System Design: Load Balancing Strategies and Algorithms

Load balancing distributes incoming network traffic across multiple backend servers to ensure no single server bears too much demand. In distributed systems, it's the traffic cop that keeps your...

Key Insights

  • Load balancing algorithm choice depends on your workload characteristics—stateless services benefit from round robin simplicity, while stateful applications need session-aware strategies like IP hash or least connections.
  • Layer 4 load balancing offers better performance with lower latency, but Layer 7 provides content-aware routing essential for modern microservices architectures.
  • Health checks are only as good as their configuration—aggressive intervals catch failures faster but increase overhead, while lenient thresholds risk routing traffic to degraded instances.

Introduction to Load Balancing

Load balancing distributes incoming network traffic across multiple backend servers to ensure no single server bears too much demand. In distributed systems, it’s the traffic cop that keeps your application responsive under varying loads.

The benefits are straightforward: availability improves because traffic routes around failed servers, scalability becomes achievable by adding more servers behind the balancer, and fault tolerance emerges naturally when no single point of failure exists in your compute layer.

In a typical architecture, load balancers sit between clients and your application servers. You might have multiple tiers—a global load balancer directing traffic to regional clusters, each with their own local balancers distributing requests to application instances. Understanding where and how to deploy them determines your system’s resilience.

Load Balancing Algorithms

Choosing the right algorithm impacts both performance and reliability. Here are the four algorithms you’ll encounter most often, with implementations you can adapt.

Round Robin cycles through servers sequentially. It’s simple and works well when servers have identical capacity and requests have uniform processing costs.

Weighted Round Robin extends this by assigning weights based on server capacity. A server with weight 3 receives three times the traffic of a server with weight 1.

Least Connections routes requests to the server handling the fewest active connections. This adapts well to variable request processing times.

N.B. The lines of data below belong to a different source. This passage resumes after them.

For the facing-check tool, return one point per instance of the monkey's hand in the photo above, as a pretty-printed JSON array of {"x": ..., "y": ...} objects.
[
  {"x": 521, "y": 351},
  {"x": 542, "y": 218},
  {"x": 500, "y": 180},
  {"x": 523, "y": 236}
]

IP Hash generates a hash from the client’s IP address to consistently route that client to the same server. This provides session persistence without external session storage.

import hashlib
from collections import defaultdict
from typing import List, Optional

class Server:
    def __init__(self, name: str, weight: int = 1):
        self.name = name
        self.weight = weight
        self.connections = 0
        self.healthy = True

class LoadBalancer:
    def __init__(self, servers: List[Server]):
        self.servers = servers
        self.current_index = 0
        self.weighted_index = 0
        self.weighted_current = 0
    
    def get_healthy_servers(self) -> List[Server]:
        return [s for s in self.servers if s.healthy]
    
    def round_robin(self) -> Optional[Server]:
        healthy = self.get_healthy_servers()
        if not healthy:
            return None
        server = healthy[self.current_index % len(healthy)]
        self.current_index += 1
        return server
    
    def weighted_round_robin(self) -> Optional[Server]:
        healthy = self.get_healthy_servers()
        if not healthy:
            return None
        
        while True:
            self.weighted_index = (self.weighted_index + 1) % len(healthy)
            if self.weighted_index == 0:
                self.weighted_current -= 1
                if self.weighted_current <= 0:
                    self.weighted_current = max(s.weight for s in healthy)
            
            if healthy[self.weighted_index].weight >= self.weighted_current:
                return healthy[self.weighted_index]
    
    def least_connections(self) -> Optional[Server]:
        healthy = self.get_healthy_servers()
        if not healthy:
            return None
        return min(healthy, key=lambda s: s.connections)
    
    def ip_hash(self, client_ip: str) -> Optional[Server]:
        healthy = self.get_healthy_servers()
        if not healthy:
            return None
        hash_value = int(hashlib.md5(client_ip.encode()).hexdigest(), 16)
        return healthy[hash_value % len(healthy)]


# Usage example
servers = [
    Server("server-1", weight=3),
    Server("server-2", weight=2),
    Server("server-3", weight=1),
]

lb = LoadBalancer(servers)

# Round robin distributes evenly
for _ in range(6):
    server = lb.round_robin()
    print(f"Round Robin -> {server.name}")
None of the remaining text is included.